In October 2008, we launched our first class of Dance Your Dreams!, our initial Johnny Stallings Arts Program class that was made up of 9 little girls and 1 boy who ranged in age from 4 to 12 and who had either Down syndrome, cerebral palsy, autism or a couple of other developmental disabilities. We had not met all of the children before the first class met and didn’t quite know what to expect our students to be like, as Hayley Henderson, Artistic Director for the programs, and I had no experience with children who lived with such difficult challenges. We were nervous and unsure of ourselves, feeling an intense fear that we might unwittingly do something wrong that might physically hurt the children. This was, after all, a dance class we were offering, and some of the children were immobile, several were visually or hearing impaired and most of them had language delays that made communication with them difficult. So with a great deal of trepidation mixed with hearts full of excitement, we waited at the front door of Merrimack Hall for the students to arrive for their first class.
We had set up a registration table right inside the front door, and the first child through the door was Elianna, a darling pixie of a girl with a precious bob haircut and adorable wire-rimmed glasses.
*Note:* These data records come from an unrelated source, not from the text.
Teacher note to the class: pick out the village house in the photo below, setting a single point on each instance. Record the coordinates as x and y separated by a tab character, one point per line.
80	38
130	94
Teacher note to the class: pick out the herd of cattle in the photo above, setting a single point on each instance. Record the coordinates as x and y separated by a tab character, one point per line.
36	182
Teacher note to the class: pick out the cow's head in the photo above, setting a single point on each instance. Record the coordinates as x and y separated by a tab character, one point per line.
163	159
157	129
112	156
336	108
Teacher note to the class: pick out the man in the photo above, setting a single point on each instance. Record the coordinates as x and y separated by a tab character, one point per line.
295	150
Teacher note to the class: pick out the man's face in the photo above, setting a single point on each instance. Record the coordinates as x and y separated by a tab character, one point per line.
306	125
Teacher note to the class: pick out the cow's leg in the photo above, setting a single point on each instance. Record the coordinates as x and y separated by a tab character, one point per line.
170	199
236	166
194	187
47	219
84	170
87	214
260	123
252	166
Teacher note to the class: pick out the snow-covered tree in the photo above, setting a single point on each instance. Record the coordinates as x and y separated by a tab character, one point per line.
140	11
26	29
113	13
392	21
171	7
She barreled through the door in her walker, necessary because her legs are basically immobile due to cerebral palsy, charging full speed ahead to our table. Before we could say, “Hello” to her, she announced, “Hi! My name is Elianna. E-L-I-A-N-N-A. I’m five and a half years old and I’m here to dance.”
Hayley and I locked eyes and shared a look that said, “This little girl is something else, and this isn’t scary – it’s going to be blast!” As we took down her registration information from her dad, Elianna zoomed passed the table, asking which way to go for her dance class. A volunteer pointed her to the elevator, where she pushed the button and started to enter, but her walker got hung up on the threshold. Before anyone could get to her to offer their assistance, I watched her lift up her walker, place it over the threshold and literally lift her little body up and over that barrier. Absolutely nothing was going to stop her from getting on that elevator and heading up to her dance class. And at that moment, watching that sort of bravery and determination from a child so young, my heart was stolen, and I was completely in love.